Examples for using backbone sequences:

  • Example 1: assume you have a genome of an existing organism. From that, a mutant has been made by mutagenesis and you are skimming the genome in shotgun mode for mutations. You would generate for this a straindata file that gives the name of the mutant strain to the newly sequenced reads and simply assemble those against your existing genome, using the following parameters:

    -SB:lsd=yes:lb=yes:bsn=nameOriginalStrain:bft=caf|fasta|gbf

    When loading backbones from CAF, the qualities of the consensus bases will be calculated by mira according normal consensus computing rules. When loading backbones from FASTA or GBF, one can set the expected overall quality of the sequences (e.g. 1 error in 1000 bases = quality of 30) with [-SB:bbq=30]. It is recommended to have the backbone quality at least as high as the [-CO:mgqrt] value, so that mira can automatically detect and report SNPs.

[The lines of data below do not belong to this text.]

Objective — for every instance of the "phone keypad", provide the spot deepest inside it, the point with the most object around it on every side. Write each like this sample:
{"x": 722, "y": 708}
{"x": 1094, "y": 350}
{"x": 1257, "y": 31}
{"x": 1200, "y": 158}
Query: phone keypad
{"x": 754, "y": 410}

  • Example 2: suppose that you are in the process of performing a shotgun sequencing and you want to determine the moment when you got enough reads. One could make a complete assembly each day when new sequences arrive. However, starting with genomes the size of a lower eukaryote, this may become prohibitive from the computational point of view. A quick and efficient way to resolve this problem is to use the CAF file of the previous assembly as backbone and simply add the new reads to the pool. The number of singlets remaining after the assembly versus the total number of reads of the project is a good measure for the coverage of the project.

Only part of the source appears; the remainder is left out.